The Silk Road Is Back
Daniel_Stuckey writes "Silk Road is rising from the dead. After the FBI seized the deep web's favourite illegal drug market and arrested its alleged founder Ross Ulbricht last month (for, among other things, ordering a hit through his own website), the online-marketplace-cum-libertarian-movement has found a new home and opened for business at 16:20 GMT this afternoon. In the wake of the original Silk Road's closure, everything became a little turbulent for its users. First, they had to get used to not getting high-quality, peer-reviewed drugs delivered direct to their sofas. (Though presumably they didn't stop getting high, instead forced back to the 'mystery mix' street dealers and surly ex-Balkan war criminals who have spent years filling cities with drugs at night.) Some users were pissed off that they'd lost all the Bitcoin wealth they'd amassed, or that paid-for orders would go undelivered, while small-time dealers freaked out about how they suddenly lacked the funds to pay off debts owed to drug sellers higher up the food chain."

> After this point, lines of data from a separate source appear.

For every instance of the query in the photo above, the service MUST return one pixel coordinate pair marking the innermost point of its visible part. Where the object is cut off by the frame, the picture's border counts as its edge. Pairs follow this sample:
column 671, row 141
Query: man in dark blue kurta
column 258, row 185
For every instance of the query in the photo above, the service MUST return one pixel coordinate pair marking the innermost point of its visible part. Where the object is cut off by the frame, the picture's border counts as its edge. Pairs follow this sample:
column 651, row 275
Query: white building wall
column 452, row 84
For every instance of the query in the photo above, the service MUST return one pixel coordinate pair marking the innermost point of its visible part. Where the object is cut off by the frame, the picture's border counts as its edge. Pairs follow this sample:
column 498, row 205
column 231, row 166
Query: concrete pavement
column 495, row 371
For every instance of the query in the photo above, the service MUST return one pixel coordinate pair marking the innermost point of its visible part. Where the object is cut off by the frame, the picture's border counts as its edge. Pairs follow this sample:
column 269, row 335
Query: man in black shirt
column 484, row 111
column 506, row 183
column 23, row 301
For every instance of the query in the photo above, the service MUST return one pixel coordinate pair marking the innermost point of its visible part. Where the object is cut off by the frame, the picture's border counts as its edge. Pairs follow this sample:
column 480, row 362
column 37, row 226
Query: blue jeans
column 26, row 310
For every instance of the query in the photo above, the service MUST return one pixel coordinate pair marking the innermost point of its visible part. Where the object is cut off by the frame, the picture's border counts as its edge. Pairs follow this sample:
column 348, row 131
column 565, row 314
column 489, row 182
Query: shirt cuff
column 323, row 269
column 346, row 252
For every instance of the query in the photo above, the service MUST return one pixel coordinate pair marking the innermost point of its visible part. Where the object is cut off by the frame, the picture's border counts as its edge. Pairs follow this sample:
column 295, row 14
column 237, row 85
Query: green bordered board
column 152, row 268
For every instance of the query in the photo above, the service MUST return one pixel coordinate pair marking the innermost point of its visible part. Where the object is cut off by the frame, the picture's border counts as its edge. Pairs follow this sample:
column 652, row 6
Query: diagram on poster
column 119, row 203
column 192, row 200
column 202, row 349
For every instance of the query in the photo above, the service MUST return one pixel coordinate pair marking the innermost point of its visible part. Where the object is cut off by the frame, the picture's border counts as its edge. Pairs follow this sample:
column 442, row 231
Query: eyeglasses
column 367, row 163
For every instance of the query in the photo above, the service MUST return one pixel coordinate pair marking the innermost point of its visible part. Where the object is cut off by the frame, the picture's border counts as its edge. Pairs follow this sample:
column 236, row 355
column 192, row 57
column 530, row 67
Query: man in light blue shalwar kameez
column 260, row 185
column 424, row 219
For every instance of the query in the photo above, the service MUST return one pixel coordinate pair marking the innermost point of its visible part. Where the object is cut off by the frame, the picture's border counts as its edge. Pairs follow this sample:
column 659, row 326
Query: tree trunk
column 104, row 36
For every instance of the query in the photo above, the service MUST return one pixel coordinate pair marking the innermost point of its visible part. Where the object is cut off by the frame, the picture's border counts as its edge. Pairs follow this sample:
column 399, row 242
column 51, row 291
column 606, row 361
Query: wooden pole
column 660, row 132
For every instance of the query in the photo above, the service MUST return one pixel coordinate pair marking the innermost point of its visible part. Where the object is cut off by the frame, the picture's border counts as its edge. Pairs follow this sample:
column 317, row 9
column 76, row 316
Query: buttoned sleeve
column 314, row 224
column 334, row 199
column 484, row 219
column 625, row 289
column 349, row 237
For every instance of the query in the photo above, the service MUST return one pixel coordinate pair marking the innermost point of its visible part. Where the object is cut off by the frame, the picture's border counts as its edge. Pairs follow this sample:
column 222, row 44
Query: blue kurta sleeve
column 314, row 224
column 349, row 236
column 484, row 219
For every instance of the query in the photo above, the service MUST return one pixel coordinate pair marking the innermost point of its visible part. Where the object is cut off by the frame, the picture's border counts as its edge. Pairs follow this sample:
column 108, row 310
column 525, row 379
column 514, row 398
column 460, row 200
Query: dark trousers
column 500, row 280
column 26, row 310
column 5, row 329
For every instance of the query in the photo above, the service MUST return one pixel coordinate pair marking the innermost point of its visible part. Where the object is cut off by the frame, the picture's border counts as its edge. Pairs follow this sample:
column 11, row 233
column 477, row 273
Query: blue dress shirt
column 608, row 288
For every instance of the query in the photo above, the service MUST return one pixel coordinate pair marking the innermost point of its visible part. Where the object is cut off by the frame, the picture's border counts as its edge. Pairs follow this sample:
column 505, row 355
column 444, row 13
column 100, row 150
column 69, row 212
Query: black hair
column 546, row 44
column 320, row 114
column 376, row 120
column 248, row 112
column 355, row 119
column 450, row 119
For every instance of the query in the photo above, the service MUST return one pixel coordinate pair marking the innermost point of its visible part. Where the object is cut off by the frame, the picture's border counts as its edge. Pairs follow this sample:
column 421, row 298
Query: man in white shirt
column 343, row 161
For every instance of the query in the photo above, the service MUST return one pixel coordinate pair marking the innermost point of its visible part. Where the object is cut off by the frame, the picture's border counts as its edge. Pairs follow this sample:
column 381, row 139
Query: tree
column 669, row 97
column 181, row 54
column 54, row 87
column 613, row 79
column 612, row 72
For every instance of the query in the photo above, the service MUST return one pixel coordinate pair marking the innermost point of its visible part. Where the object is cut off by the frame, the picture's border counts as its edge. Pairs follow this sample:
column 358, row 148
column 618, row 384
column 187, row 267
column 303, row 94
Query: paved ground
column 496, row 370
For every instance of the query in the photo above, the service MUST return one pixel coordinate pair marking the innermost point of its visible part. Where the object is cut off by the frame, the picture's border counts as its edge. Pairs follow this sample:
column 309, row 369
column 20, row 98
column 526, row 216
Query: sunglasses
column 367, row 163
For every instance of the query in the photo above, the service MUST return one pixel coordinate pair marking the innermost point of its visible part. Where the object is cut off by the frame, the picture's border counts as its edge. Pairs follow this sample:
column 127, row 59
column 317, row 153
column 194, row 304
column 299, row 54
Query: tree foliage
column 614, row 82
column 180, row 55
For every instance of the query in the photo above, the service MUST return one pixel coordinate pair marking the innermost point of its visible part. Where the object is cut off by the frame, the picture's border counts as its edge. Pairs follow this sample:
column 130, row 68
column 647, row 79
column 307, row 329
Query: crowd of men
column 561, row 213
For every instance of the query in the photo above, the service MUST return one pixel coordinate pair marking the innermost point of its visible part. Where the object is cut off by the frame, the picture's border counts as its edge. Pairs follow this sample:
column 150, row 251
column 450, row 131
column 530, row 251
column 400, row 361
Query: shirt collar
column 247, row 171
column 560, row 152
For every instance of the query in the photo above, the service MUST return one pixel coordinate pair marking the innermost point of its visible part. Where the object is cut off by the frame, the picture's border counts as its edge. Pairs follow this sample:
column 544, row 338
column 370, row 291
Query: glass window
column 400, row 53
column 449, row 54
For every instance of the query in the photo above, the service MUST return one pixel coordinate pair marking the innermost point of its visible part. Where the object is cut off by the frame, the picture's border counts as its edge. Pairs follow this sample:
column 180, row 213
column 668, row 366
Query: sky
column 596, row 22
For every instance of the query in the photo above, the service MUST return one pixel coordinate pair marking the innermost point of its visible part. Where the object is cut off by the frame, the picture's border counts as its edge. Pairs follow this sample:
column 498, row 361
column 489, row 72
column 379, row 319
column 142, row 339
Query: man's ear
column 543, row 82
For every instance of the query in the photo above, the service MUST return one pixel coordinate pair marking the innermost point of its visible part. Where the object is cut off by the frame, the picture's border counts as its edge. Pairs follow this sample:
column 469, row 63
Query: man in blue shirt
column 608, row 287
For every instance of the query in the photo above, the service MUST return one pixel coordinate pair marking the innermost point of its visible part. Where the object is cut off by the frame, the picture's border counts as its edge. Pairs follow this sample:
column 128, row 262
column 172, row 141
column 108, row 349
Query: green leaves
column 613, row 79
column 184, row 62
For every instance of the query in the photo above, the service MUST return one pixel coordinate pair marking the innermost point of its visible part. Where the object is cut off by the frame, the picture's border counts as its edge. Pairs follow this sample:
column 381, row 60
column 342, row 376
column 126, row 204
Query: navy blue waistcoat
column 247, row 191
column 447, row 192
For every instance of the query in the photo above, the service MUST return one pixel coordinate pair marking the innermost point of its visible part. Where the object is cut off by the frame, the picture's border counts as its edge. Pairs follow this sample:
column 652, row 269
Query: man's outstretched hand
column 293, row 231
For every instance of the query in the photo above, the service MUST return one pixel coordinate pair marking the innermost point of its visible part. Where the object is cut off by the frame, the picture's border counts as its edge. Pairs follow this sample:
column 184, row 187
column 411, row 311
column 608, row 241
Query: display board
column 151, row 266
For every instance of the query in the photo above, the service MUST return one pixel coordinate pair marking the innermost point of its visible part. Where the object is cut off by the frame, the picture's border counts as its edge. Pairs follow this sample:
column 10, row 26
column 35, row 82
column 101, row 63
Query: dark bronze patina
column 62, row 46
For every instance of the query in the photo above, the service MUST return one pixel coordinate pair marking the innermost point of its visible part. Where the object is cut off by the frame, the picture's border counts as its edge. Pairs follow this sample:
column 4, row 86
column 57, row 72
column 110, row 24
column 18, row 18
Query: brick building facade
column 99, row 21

Just short-sell bitcoins when it goes away again.
People have a product to sell.
Other people desire this product.
Person A sells this product to person B.
This is capitalism. it's not evil. Nobody is directly harmed in this transaction, and both parties got what they wanted. This is a good thing!
You should be careful how you word that, Silk Road had a (not always well policed) policy against it, but other black market Bitcoin-based market places have been selling children, women and hitman services, among other things. For real. You could still say "People have a product to sell. Other people desire this product. Person A sells this product to person B", but I would disagree on the "not evil or directly harmed".
Original point still stands. Neither A nor B, who were the parties to the transaction, were directly harmed. That's capitalism between A and B. Party C (a slave) is not a party to the transaction, they are the goods being sold.